Re: Putting on my pedant hat...
Originally posted by nephtu
"Knighthood" itself, went through several rounds of re-interpretation, including the early crusading knight, the religious orders like the hospitallers & templars, ideals of Domnei & courtly love, the chivalric romances and so forth, leading up to someone like Sir Galahad in Malory's Morte de Arthur who is probably the prime example from medieval literature for the Paladin as we see them in RPGs.
An excellent summation. I would only add that some orders of knighthood were created strictly in counter to the semi-sacred character of knighthood, which was seen in certain quarters as an attempt by the RCC to encroach on royal privileges.
The book I was thinking about, above, is Maurice Keen's Chivalry, available from Yale Press, and well worth it for its annotated, thorough research and articulateness.
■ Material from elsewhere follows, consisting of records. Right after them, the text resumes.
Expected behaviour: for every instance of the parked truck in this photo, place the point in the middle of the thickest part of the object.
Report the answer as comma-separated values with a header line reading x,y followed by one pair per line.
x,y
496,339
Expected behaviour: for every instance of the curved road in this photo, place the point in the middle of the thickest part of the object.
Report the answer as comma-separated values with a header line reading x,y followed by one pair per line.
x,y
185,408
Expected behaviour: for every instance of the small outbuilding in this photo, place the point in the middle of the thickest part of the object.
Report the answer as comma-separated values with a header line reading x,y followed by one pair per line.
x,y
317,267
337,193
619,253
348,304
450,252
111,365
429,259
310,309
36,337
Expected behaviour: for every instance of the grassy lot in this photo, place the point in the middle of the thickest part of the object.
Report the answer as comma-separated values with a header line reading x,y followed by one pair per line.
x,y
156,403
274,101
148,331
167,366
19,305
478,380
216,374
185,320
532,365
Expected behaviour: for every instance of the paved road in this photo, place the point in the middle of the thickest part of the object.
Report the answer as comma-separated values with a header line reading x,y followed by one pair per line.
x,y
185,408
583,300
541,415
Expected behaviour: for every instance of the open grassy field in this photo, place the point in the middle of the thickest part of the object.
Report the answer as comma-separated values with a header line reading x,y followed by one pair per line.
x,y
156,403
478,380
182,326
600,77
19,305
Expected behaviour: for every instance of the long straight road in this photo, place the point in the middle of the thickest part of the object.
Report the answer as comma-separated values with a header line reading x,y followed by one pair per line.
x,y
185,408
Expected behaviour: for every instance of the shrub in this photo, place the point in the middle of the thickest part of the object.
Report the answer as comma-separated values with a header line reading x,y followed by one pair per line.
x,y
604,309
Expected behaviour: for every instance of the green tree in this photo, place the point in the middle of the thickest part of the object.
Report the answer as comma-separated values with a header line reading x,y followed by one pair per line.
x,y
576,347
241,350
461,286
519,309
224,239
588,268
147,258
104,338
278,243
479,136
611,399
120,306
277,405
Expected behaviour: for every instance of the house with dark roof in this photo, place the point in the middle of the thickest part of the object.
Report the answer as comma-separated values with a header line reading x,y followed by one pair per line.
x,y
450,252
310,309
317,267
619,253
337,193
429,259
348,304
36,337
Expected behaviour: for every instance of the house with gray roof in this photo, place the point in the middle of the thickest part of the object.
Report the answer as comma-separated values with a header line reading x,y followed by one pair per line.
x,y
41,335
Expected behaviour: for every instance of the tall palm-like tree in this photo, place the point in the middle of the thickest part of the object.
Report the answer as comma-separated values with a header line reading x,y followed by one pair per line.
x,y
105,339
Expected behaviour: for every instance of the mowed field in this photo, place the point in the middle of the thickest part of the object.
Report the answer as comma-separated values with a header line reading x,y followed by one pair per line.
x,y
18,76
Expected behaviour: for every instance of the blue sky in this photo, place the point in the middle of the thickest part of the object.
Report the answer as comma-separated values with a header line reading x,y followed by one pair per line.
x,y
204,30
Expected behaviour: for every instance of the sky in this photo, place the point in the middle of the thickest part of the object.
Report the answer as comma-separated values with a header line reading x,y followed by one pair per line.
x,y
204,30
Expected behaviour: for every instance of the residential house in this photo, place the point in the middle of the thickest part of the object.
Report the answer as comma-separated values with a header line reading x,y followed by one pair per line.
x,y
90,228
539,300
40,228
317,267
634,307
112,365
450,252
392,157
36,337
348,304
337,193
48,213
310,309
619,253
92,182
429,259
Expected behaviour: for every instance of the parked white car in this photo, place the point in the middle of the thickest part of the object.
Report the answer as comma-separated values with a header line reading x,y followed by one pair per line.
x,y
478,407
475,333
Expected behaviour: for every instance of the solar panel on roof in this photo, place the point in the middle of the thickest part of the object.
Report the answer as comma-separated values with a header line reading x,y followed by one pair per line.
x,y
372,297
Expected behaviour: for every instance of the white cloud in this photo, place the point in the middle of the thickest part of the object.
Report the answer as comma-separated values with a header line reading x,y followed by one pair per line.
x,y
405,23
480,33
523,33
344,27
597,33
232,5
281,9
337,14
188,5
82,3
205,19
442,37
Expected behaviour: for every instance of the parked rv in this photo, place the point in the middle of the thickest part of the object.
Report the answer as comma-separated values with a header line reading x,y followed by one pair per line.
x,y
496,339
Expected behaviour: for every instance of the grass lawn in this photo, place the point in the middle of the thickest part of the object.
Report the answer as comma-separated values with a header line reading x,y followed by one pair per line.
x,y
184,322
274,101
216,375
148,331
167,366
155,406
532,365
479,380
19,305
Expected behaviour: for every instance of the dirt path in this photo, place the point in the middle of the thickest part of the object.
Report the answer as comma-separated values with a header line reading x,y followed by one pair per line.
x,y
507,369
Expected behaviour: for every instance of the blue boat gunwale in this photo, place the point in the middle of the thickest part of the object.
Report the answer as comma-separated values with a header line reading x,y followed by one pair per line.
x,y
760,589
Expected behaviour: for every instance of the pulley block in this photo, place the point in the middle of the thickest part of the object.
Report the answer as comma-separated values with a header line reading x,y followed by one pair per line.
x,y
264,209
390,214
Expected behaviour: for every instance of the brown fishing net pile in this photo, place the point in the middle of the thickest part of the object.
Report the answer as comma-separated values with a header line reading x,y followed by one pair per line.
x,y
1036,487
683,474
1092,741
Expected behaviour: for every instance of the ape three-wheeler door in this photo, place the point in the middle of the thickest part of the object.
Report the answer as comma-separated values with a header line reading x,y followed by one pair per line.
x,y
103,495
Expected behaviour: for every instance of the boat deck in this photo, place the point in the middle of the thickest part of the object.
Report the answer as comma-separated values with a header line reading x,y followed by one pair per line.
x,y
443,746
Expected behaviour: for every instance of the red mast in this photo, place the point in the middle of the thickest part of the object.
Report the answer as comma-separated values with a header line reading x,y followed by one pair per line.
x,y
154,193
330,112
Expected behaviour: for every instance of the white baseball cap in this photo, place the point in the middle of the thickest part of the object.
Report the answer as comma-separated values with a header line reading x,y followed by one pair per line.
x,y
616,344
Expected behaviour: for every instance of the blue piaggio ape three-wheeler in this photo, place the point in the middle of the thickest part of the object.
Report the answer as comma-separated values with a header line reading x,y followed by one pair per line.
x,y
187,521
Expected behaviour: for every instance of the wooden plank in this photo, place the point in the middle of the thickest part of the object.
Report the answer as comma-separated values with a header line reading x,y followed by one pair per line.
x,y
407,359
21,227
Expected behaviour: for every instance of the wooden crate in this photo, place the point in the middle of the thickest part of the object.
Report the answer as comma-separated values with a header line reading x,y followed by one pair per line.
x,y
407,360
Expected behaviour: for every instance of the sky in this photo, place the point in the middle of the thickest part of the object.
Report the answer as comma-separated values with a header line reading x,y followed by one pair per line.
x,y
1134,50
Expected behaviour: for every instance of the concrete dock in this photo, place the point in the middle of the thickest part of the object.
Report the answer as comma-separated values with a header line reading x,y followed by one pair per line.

He begins the work by noting the sources of notions of chivalry (which subsequently fed into our ideas of paladinship). The Libre del Ordre de Cavayleria of Ramon Lull (latter part of the 13th century), for example, is described at length, ending with the ideals of knighthood: "He will be a man courteous and nobly spoken, well clad, one who holds open house within the limits of his means. Loyalty and truth, hardiness, largesse and humility will be the principal qualities that we ought to expect in him," and again, later, "Courtesy, loyalty, hardiness, largesse, franchise." Lull himself was a likely catalyst for the whole paladin mythos, being a wealthy, philandering nobleman of some attainment who Got Religion. he developed an elaborate, mystical concept of the universe (which would have gotten him burnt at the stake three hundred years, later), and decided that his mission in life should be to personally convert every follower of Islam to Christianity.

He saw knighthood from the perspective of what it was, and tried to make it into something else, again.
Another influential author of the subject of chivalry was Geoffrey de Charny. His battlefield knighthood credentials place him at the right hand of the French monarchs. He was a member of the knightly and new Order of the Star, created by the French in opposition to Edward III's Order of the Garter, and was appointed bearer of the French king's royal standard, the Oriflamme of St. Denis. He died guarding it at the battle of Poitiers in 1356--talk about romantic.
De Charny wrote three texts on chivalry. They focus on the entire structure of knighhood as a class and an attainment. Keen notes one essential distinction with Lull, whom he says de Charny obviously read: "He is indeed concerned with the tinernal world, as we have seen, but the indices of chivalrous achievement that he suggests are external acts and the repute that has attached to them. In this way his book offers a kind of identikit picture which will assist us in recognizing one who has achieved great things in chivalry by the pattern of his experience and its range, without having to probe for subjective reactions which are unverifiable. He will be a man who has been at jousts and tournaments and at war in other lands beside his own, who has served his lord in arms and has crossed the sea in quest of adventures and fame."
Between the two--Lull on the innate qualities, de Charny on the external actions--we have a pretty good measure of what became the concept of knighthood at its height in the early Renaissance of the 15th century, and the paladin-like qualities in modern AD&D. We can see both sides, Lull and de Charny, in Keldorn, who is first found questing and battling evil, and who later bores everybody with his moral sententiousness.

By contrast, Anomen knows how to fight and wishes to quest, but he lacks the Lullesque, inner qualities of the paladin when you first him.